The Glasgow Courier - Serving Proudly As The Voice Of Valley County Since 1913

By Tracy Cumber
USDA-NRCS 

Ranchers Make Sage Grouse Initiative Successful

 


Since 2011, Phillips and Valley County ranchers have participated in the Natural Resources Conservation Service’s (NRCS) Sage Grouse Initiative (SGI). They have implemented actions both individually and together as a community to improve sage grouse habitat. By doing so, they have made improvements on their ranches, helped out wildlife and contributed to the historic decision by the U.S. Fish and Wildlife Service to not list the greater sage grouse as an endangered species.

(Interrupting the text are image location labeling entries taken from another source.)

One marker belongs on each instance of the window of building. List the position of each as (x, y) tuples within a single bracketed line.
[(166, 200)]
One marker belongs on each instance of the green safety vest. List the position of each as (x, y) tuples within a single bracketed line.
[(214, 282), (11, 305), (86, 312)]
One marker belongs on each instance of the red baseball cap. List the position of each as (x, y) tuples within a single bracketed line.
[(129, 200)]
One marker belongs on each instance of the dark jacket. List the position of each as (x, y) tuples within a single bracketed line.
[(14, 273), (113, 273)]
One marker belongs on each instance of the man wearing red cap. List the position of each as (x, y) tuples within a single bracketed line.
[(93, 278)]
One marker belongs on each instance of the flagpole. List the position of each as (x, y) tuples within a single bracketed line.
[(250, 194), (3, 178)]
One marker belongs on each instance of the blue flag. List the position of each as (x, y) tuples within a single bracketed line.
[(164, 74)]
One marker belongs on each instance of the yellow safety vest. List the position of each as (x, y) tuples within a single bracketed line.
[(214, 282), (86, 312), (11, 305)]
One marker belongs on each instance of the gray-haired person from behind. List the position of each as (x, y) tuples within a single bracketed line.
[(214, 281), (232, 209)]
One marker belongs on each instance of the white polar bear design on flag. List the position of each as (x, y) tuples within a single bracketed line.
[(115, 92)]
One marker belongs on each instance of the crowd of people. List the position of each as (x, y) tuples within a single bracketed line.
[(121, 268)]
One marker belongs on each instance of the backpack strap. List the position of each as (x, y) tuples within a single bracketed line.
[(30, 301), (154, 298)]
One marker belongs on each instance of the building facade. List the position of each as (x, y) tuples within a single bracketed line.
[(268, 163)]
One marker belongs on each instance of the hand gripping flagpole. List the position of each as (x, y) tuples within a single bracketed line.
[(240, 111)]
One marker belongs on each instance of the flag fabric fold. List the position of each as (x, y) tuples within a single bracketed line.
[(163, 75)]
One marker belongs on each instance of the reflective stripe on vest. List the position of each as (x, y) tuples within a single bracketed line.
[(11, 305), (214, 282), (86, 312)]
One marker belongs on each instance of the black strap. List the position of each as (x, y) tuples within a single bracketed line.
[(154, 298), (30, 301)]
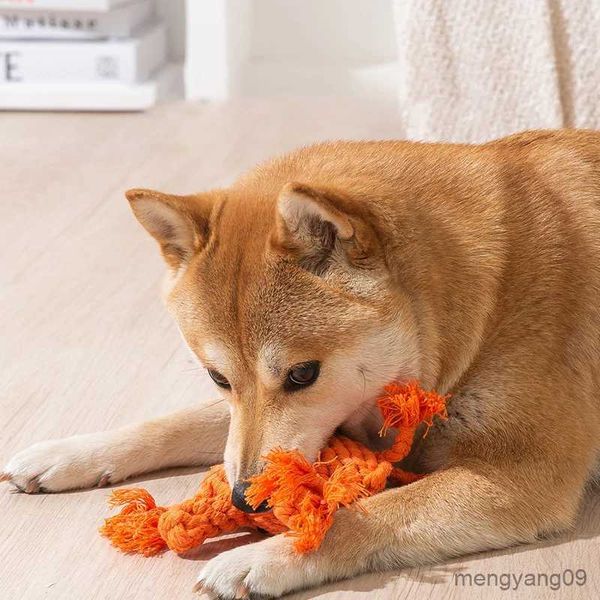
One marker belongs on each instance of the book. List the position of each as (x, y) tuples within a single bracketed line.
[(72, 5), (165, 84), (41, 61), (119, 22)]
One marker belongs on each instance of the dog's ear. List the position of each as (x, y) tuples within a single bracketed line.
[(312, 221), (178, 223)]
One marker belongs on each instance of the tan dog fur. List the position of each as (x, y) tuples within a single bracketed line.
[(474, 268)]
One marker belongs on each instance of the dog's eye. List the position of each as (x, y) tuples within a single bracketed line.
[(219, 379), (302, 375)]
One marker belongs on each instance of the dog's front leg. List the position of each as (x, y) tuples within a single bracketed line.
[(195, 436), (449, 513)]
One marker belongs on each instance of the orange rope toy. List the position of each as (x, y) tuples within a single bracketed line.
[(303, 497)]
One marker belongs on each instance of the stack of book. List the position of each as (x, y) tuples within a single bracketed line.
[(81, 55)]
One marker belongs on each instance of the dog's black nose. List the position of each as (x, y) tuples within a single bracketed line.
[(238, 498)]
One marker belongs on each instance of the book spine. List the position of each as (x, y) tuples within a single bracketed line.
[(124, 61), (72, 5), (119, 22)]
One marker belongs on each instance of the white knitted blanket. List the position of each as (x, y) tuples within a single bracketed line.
[(473, 70)]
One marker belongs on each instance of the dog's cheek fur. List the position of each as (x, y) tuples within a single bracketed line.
[(344, 394)]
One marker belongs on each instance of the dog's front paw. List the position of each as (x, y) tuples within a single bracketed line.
[(269, 569), (56, 465)]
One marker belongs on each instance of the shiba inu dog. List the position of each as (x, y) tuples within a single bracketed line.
[(319, 277)]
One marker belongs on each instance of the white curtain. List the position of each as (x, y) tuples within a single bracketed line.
[(472, 70)]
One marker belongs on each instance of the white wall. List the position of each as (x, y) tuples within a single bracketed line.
[(307, 47), (173, 13)]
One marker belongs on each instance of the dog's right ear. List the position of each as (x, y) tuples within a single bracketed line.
[(178, 223)]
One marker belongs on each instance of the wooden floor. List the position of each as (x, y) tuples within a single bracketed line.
[(85, 343)]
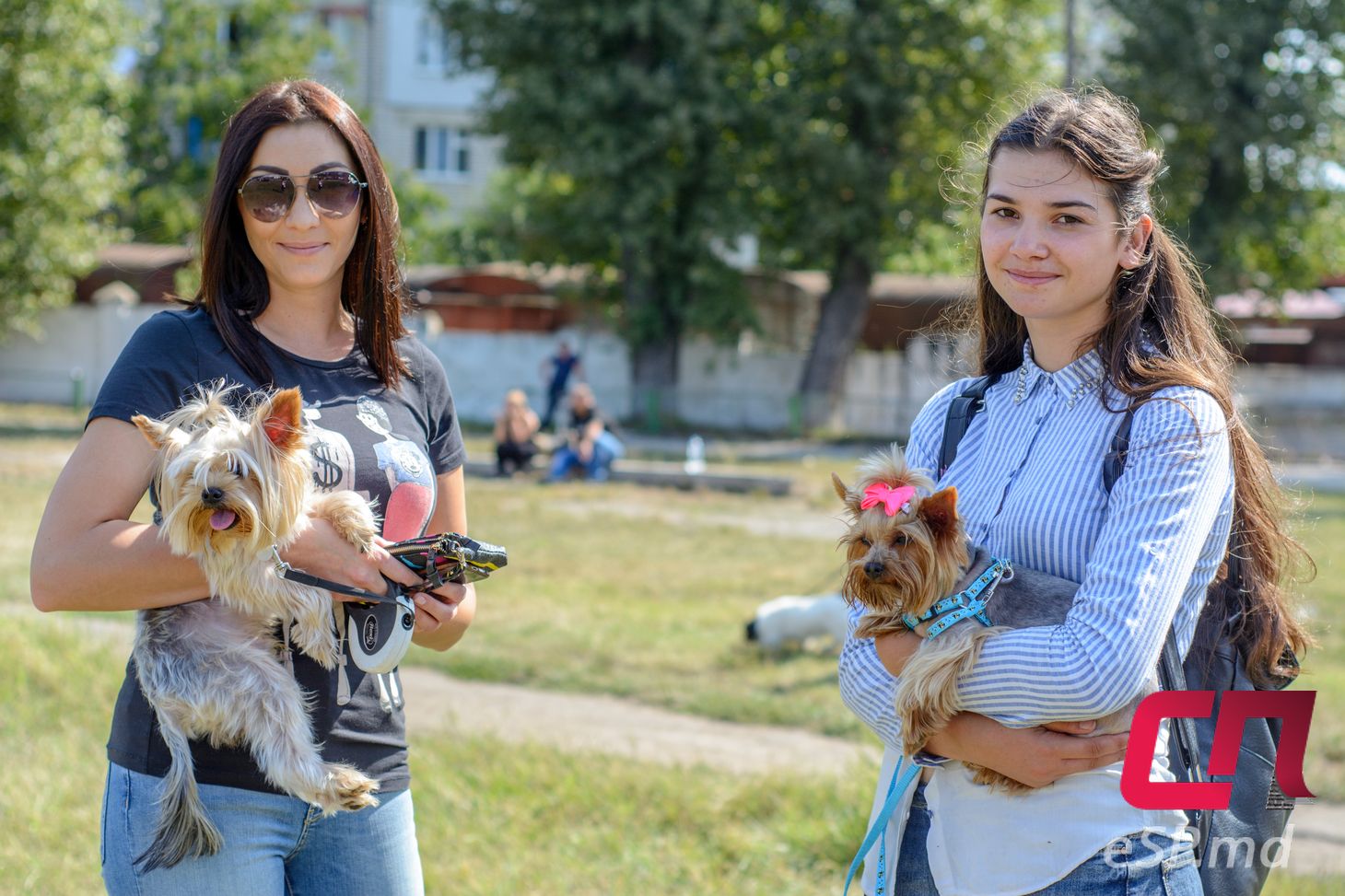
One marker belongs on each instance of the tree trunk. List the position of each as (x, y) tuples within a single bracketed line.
[(839, 323), (654, 342)]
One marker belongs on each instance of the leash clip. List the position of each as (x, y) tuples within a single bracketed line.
[(281, 566)]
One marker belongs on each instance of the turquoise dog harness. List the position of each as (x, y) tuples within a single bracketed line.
[(968, 603)]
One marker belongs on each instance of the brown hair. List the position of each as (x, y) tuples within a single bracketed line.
[(233, 282), (1160, 332)]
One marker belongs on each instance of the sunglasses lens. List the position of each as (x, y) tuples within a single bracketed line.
[(333, 194), (268, 198)]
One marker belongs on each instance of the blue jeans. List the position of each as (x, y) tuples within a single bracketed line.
[(605, 449), (274, 845), (1135, 866)]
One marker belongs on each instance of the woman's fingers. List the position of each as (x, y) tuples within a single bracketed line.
[(1072, 728), (435, 609)]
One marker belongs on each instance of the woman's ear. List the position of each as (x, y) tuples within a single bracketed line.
[(1133, 254)]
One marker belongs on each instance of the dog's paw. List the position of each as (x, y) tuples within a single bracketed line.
[(351, 788), (321, 646), (350, 516), (997, 782)]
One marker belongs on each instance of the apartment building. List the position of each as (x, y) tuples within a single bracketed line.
[(393, 64)]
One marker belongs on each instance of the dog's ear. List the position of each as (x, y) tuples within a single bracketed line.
[(941, 511), (283, 419), (157, 432)]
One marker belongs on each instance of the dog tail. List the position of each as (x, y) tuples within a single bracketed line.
[(927, 694), (183, 828)]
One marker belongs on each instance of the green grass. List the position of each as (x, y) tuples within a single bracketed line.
[(613, 589), (491, 817), (1322, 533)]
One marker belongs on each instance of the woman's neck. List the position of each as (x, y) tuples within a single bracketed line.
[(1053, 352), (309, 326)]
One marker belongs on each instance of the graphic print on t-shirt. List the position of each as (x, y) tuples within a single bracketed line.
[(333, 461), (408, 470)]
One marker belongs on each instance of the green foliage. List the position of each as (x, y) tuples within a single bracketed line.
[(424, 218), (61, 155), (1247, 101), (866, 102), (198, 60), (625, 116)]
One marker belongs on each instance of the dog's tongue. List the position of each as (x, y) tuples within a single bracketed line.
[(222, 519)]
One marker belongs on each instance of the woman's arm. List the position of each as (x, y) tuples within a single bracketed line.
[(89, 556), (443, 615), (1160, 546), (88, 553), (1035, 756)]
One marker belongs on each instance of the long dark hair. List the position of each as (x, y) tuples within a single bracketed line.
[(1160, 332), (233, 282)]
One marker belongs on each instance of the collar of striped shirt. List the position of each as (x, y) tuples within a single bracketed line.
[(1072, 382)]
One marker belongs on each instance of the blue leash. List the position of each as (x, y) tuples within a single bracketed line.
[(900, 782), (968, 603)]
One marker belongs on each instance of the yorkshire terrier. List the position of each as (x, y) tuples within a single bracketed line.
[(906, 552), (233, 490)]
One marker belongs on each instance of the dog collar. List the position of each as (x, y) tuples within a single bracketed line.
[(968, 603)]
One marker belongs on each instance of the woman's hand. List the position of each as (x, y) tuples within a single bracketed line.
[(322, 552), (443, 615), (1035, 756)]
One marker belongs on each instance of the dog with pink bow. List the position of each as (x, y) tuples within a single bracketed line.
[(909, 565)]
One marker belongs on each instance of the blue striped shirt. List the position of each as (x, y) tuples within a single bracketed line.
[(1029, 487)]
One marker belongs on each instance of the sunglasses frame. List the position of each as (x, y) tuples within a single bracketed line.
[(294, 192)]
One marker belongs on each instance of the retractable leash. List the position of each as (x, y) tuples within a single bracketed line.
[(377, 631), (968, 603)]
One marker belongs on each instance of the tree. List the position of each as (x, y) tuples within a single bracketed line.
[(1248, 101), (61, 155), (625, 117), (866, 101), (196, 62)]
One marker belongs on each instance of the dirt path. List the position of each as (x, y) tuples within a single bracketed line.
[(620, 727), (635, 731)]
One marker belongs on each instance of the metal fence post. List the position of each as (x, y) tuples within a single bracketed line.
[(76, 388)]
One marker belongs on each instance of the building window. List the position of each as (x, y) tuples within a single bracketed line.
[(432, 50), (445, 151)]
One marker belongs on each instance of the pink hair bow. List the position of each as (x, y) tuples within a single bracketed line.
[(892, 499)]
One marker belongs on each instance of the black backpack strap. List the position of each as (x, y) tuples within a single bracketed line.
[(961, 412), (1173, 677), (1114, 463)]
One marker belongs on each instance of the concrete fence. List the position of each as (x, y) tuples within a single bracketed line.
[(745, 388)]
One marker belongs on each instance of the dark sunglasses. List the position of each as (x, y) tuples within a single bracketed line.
[(333, 194)]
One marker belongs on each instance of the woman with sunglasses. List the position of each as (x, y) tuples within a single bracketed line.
[(300, 286)]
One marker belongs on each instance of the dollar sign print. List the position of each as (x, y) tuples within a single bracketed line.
[(333, 461), (326, 467)]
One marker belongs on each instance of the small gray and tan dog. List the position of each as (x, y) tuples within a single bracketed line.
[(906, 551), (230, 489)]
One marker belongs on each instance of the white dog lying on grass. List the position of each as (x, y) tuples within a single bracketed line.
[(799, 621)]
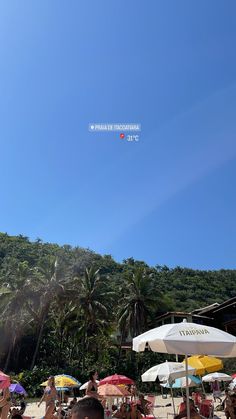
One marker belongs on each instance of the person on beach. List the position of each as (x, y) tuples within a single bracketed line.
[(50, 396), (88, 408), (92, 389), (228, 406), (5, 399), (143, 405), (183, 410), (216, 391)]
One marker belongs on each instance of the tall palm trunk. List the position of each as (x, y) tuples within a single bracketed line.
[(10, 349), (39, 337)]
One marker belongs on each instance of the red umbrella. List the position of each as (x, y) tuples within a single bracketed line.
[(116, 379), (4, 380), (110, 390)]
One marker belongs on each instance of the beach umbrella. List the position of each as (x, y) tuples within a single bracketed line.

Over 1,100 ranchers across the West have voluntarily signed up for SGI and implemented conservation plans on 4.4 million acres. As ranchers develop conservation plans for their operation, they find that sage grouse conservation can be a win-win situation where both wildlife and agriculture benefit. In Montana, SGI is used to maintain large and intact rangelands as conservation agencies collaborate with producers to design grazing management plans, seed marginal cropland back to native grasses, mark fences to reduce sage grouse collisions, manage noxious weeds and restore wet meadow habitats.

Despite unprecedented success thus far, there is still more work to be done. The U.S. Department of Agriculture recently re-affirmed their commitment to sage grouse conservation by setting aside over $200 million for implementation of SGI through 2018. This funding, partly from two 2014 Farm Bill programs, helps NRCS continue to support ranchers and implement conservation practices that benefit agriculture and wildlife across Montana. NRCS also continues their proud partnership with other organizations such as conservation districts, Montana Department of Fish, Wildlife and Parks, and Pheasants Forever who have contributed funding and support for SGI since 2011.

Montana ranchers in sage grouse country can gain long-term security for their operations simply by participating in SGI. An NRCS Conservation Plan developed to SGI standards provides the rancher with 30 years of Endangered Species Act (ESA) predictability from the U.S. Fish and Wildlife Service. Predictability means that participating ranchers can continue to implement conservation practices in their conservation plan without fear of additional regulations, even if sage grouse is considered for listing or listed as an endangered species in the future.

Any private land manager can develop an SGI conservation plan by contacting your local range conservationists: Kelsey Molloy in Malta and John Fahlgren in Glasgow. They will help record rangeland conditions, measure rangeland productivity, identify threats to sage grouse, and diagnose resource concerns that affect sustainability of the ranching operation and its natural resources. Ranchers and range conservationists will then analyze this information and collaboratively develop management alternatives to address the identified resource concerns.

Alternatives may include a grazing system, water developments, fence marking or other practices. All conservation practices are chosen by the rancher and conservationist together to meet the rancher’s management goals and adhere to SGI standards so the rancher receives predictability at the end of the process. After ranchers have developed a conservation plan, they can apply for financial assistance through NRCS to implement the plan.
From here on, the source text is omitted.